US providers with GDPR marketing. Many tools write "GDPR-compliant" on the landing page but host entirely in the US and use OpenAI without a zero-retention agreement. The fine print mentions that "Standard Contractual Clauses apply" — which after Schrems II isn't sufficient, but is legal.

EU providers with US subprocessors. Slightly better: providers headquartered in the EU but using OpenAI or Anthropic for the actual AI processing — and in most cases without a special zero-retention agreement. Your data still ends up on US servers, just with a layover.

Tools without model cards. From August 2026, the EU AI Act will require AI systems to document what they do: which model, which training data, which known weaknesses. Today, no major resume tool publishes this documentation publicly.

What a GDPR-compliant tool should look like

Concrete criteria you can check in the privacy policy:

  • Servers in the EU, ideally with named location
  • AI provider under an explicit zero-retention agreement (your data is not stored for training or logging)
  • Direct delete function in account settings, not "email support"
  • Published list of all sub-processors
  • Data Protection Impact Assessment (DPIA) public or available on request

If even one of these is missing, ask explicitly. A serious answer comes within 48 hours.

The EU AI Act arrives in August

From 2 August 2026, the EU AI Act takes full effect. For resume tools, articles 13 and 14 matter most.

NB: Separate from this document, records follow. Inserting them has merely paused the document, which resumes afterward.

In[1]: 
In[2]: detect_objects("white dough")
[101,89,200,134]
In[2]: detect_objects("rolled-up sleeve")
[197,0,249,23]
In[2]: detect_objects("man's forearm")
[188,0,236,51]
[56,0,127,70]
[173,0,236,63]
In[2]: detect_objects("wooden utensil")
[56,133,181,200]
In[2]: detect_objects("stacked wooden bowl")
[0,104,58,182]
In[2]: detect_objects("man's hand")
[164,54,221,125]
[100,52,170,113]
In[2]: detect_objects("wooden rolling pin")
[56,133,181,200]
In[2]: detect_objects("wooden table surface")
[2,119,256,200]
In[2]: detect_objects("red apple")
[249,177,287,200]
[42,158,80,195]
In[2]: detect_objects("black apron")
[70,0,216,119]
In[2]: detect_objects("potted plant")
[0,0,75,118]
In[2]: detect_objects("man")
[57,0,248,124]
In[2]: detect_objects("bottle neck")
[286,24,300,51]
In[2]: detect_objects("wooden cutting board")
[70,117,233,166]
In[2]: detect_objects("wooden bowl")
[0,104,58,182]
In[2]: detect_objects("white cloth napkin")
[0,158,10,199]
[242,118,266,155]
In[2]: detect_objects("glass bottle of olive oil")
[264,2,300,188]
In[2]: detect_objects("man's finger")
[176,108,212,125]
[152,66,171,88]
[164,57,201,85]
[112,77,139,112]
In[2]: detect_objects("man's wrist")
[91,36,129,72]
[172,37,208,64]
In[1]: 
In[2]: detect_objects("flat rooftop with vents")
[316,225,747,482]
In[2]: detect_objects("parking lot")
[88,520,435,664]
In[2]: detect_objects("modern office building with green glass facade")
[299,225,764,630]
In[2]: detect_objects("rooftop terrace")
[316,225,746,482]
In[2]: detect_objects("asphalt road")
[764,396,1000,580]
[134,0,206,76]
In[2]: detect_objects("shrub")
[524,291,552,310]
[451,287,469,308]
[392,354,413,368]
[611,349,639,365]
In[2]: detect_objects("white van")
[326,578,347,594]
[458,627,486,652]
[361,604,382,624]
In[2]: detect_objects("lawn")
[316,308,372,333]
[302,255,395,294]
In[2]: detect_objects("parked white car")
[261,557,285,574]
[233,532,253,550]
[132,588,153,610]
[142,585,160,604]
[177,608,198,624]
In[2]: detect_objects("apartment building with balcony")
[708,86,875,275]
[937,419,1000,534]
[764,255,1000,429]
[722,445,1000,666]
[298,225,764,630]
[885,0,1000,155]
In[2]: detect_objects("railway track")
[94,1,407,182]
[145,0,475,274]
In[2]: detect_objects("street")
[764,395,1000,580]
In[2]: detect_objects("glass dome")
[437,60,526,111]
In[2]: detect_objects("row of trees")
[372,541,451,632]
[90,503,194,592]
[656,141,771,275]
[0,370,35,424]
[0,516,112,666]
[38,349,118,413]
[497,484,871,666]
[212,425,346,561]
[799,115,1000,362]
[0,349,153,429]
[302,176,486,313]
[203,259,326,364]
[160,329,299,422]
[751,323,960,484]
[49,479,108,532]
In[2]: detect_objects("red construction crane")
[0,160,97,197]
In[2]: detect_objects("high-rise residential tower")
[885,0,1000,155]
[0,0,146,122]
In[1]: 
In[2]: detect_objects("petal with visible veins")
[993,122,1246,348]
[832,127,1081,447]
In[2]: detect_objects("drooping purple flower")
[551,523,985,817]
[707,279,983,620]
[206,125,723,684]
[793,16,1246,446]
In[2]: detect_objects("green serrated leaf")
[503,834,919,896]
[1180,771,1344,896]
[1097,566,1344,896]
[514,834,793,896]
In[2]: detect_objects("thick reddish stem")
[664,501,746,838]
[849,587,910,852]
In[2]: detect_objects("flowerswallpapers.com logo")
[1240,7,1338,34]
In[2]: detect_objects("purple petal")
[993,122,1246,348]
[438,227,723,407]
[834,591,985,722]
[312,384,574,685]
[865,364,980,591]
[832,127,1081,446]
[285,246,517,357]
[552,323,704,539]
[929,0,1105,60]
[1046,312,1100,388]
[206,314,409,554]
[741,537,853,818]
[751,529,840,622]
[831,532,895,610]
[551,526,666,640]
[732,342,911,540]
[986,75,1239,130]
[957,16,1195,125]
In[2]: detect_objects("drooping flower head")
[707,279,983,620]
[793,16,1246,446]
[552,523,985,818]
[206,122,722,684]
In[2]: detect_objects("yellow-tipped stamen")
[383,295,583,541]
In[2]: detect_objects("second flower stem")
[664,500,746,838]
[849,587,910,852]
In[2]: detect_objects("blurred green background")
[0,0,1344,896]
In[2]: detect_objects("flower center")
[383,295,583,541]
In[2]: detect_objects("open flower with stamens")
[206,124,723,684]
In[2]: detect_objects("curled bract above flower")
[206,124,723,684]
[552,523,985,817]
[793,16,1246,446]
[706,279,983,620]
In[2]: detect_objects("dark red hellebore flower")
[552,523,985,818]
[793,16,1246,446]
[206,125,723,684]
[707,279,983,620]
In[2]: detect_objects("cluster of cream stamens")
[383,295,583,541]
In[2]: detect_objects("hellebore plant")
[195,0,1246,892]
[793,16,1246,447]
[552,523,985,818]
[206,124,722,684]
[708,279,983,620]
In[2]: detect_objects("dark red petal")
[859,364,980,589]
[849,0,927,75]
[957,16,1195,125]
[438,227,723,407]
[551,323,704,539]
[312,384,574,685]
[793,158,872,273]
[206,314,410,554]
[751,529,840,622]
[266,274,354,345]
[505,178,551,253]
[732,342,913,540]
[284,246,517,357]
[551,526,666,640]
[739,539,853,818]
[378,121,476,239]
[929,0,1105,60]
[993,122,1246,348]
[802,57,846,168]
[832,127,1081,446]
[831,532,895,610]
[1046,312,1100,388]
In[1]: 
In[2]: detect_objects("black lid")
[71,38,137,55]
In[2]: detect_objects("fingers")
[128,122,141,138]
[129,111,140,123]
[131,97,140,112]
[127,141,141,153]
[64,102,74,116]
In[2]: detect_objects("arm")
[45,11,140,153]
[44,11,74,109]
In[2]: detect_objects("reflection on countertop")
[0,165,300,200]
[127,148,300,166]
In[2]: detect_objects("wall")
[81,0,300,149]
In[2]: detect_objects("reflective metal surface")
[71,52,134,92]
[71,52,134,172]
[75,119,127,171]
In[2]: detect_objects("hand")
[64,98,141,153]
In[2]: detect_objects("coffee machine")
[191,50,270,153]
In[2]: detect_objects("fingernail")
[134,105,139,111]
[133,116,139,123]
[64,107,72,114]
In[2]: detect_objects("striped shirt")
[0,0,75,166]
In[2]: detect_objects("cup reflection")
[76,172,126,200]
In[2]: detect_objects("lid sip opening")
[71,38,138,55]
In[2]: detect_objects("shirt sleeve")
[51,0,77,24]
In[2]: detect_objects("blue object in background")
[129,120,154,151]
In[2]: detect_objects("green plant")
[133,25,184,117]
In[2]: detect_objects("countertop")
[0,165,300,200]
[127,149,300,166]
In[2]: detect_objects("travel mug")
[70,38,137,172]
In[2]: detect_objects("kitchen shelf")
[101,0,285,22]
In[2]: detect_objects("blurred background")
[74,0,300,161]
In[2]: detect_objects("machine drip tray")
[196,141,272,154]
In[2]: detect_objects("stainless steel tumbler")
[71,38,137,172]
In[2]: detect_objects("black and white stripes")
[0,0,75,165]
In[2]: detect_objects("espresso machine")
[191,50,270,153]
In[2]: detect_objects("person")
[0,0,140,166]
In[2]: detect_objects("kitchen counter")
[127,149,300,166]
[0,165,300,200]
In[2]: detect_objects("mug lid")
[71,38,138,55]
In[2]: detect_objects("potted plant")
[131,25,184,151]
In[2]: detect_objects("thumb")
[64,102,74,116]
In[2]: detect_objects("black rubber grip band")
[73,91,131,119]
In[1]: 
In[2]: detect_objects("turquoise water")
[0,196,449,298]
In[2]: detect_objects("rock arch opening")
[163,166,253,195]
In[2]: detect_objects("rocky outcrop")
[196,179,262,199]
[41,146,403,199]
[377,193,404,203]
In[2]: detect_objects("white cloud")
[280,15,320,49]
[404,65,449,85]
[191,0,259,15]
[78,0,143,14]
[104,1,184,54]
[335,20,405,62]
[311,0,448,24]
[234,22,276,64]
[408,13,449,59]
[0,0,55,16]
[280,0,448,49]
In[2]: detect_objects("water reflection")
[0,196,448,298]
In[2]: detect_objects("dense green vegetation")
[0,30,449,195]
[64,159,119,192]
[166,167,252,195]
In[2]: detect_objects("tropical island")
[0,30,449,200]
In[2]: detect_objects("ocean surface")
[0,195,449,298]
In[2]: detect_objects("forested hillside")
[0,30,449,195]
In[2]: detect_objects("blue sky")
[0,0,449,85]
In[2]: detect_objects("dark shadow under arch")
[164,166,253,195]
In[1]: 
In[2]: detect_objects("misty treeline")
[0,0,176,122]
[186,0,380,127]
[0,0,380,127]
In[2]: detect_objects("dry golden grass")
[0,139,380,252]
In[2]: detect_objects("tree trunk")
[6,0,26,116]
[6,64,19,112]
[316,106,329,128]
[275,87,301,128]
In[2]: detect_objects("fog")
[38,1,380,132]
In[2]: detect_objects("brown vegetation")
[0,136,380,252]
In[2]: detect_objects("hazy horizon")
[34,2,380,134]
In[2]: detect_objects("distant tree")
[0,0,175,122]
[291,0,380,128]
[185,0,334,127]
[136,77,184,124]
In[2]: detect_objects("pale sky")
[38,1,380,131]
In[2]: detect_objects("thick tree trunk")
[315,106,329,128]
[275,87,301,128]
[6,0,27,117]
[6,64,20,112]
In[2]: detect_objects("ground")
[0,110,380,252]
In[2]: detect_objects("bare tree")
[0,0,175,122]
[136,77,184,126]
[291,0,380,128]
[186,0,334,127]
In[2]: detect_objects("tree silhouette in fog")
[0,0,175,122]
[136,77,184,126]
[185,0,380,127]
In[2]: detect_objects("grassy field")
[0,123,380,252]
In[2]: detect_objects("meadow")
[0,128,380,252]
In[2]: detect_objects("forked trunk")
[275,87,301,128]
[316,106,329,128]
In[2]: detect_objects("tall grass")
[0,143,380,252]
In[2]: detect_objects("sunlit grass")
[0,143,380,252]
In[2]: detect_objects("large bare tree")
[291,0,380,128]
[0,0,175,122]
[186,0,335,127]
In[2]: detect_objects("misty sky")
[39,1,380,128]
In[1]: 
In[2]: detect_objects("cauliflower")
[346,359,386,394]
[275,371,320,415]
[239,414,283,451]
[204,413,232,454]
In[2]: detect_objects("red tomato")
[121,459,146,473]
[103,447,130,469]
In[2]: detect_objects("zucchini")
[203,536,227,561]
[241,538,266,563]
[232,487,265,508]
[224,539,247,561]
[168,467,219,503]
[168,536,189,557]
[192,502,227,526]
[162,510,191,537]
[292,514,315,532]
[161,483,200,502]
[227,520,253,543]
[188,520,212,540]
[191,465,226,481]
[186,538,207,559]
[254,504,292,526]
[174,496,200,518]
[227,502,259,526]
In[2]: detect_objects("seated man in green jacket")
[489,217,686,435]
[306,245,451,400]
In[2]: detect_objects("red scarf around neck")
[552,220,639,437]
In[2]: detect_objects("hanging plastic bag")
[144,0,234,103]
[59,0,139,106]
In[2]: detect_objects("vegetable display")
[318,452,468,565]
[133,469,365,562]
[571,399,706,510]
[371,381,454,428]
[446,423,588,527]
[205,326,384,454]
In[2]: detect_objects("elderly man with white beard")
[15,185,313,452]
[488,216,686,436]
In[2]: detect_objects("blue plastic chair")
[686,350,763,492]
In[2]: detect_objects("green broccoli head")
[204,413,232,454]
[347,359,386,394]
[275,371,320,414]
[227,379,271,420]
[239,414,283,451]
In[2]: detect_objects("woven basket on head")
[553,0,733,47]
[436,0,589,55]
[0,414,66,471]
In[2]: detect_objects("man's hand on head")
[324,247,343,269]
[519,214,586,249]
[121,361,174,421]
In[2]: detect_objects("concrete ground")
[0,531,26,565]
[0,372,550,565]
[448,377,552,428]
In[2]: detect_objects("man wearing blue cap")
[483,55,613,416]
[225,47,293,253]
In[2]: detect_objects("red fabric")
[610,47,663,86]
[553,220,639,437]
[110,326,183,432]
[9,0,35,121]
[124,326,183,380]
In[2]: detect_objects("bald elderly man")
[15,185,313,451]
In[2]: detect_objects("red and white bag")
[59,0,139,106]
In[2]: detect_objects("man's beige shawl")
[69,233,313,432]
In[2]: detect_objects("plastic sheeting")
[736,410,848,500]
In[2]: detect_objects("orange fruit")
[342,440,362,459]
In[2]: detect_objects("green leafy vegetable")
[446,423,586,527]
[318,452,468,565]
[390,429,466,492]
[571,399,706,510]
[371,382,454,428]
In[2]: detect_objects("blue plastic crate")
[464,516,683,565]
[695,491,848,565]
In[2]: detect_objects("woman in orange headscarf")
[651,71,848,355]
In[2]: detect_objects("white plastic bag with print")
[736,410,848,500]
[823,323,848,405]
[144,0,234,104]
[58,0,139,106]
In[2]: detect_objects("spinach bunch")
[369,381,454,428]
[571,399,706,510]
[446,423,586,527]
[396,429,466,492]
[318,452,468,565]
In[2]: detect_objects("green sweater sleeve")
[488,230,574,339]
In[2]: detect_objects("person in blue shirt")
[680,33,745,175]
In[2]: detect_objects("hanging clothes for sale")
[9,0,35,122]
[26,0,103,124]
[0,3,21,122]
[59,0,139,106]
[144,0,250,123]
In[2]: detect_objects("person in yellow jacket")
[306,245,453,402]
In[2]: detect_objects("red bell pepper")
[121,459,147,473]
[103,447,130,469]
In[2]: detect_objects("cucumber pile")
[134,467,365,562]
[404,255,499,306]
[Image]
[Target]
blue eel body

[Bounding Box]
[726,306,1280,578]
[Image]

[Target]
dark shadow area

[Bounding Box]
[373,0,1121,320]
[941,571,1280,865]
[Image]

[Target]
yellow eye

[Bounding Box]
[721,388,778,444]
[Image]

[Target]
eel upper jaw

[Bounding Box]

Article 13 requires transparency: you must be able to know how the system works, what its weaknesses are, and when AI is involved. Article 14 requires human oversight: you must actively review each AI-generated suggestion and accept, edit, or reject it — before it becomes part of your application.

In practice: tools that just produce a finished CV and ask you nothing more won't be compliant after August. Tools that walk you through each suggestion and document your decision will be.

What we do

At RefactorCV, all servers run in Falkenstein, Germany. AI processing runs through Anthropic Claude under a zero-retention agreement — your data is neither logged nor used for training. Every AI suggestion is recorded in an audit log with SHA-256 hashes you can view yourself. And export is locked until you've actively accepted, edited, flagged, or rejected every suggestion.

It's not the easiest path. It's the only one that works under Article 14 from August.

What you can do today

If you already use an AI tool: check the privacy policy. Servers in the US? Ask what happens after Schrems II. No delete function? Ask explicitly. No model card? Ask.

Most tools won't respond, or will reply with evasive standard language. That's the answer.